Signs of Oversupply - Mom
The following are signs of oversupply in the mom:
- Leaking a lot of milk
- Breast pain from feeling overly full
- Nipple pain usually from infant biting, chewing or clenching down to slow a very fast let down
- Recurring plugged ducts or mastitis
Signs of Oversupply - Infant
The following are signs of oversupply in the infant:
- Gulping, coughing, choking or sputtering during feedings
- Frequently detaching from the breast during feedings
- Fussiness between feedings and/or cuing to feed all the time (even after drinking plenty of milk)
- Frequently spitting up
- Passing lots of gas
- Explosive, green, frothy or watery stools; maybe even mucus or blood in the stool
- Overly fast weight gain
- May be diagnosed with “reflux”, “colic”, “lactose intolerance”, or even “failure to thrive”
Since most mothers and infants have symptoms, treatment is often a two-step process.
- Feedings at the breast must be more comfortable for mother and infant.

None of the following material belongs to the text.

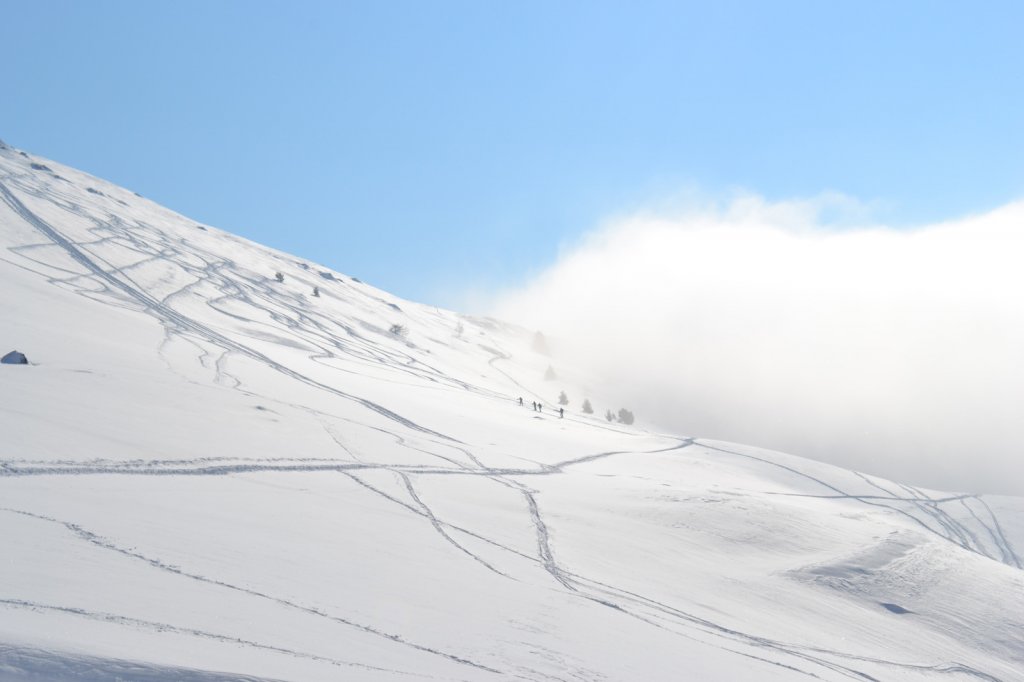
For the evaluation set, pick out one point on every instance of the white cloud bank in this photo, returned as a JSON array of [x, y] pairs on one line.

- A small decrease in milk production will make feedings more enjoyable for mother and infant.
Suggestions for making a little less milk
The following are suggestions on how to make less milk:
- Use only one side for a three hour block of time, returning to the same breast if your infant cues to feed again in that time frame. Express a minimum amount from the other breast only as needed for comfort, until the next three hour block.
- Gradually increase the time blocks up to 12 hours per breast, as needed.
- There are medications and herbs that can be used if these strategies do not work for you. Call your lactation consultant or The Center for Breastfeeding Medicine at 513-636-2326 for guidance.
Stop these strategies as you decrease your milk supply and feeds become more comfortable.
Suggestions for managing feedings with a very fast milk flow
Here are suggestions for managing feedings with a very fast milk flow:
- Try feeding when your infant is drowsy
- Offer the breast before it gets overly full
- If your breast is overfull, hand express or pump just the initial fast flow of milk and then latch your infant
- Try feeding positions that use gravity to slow the flow of milk, such as a laid back nursing position
- Burp frequently and give your infant breaks to pace him/herself
- Firmly press the pinky side of your hand into your breast (like a karate chop) during the initial fast let down to slow the flow of milk. As your infants sucking slows down, release your hand to allow milk flow.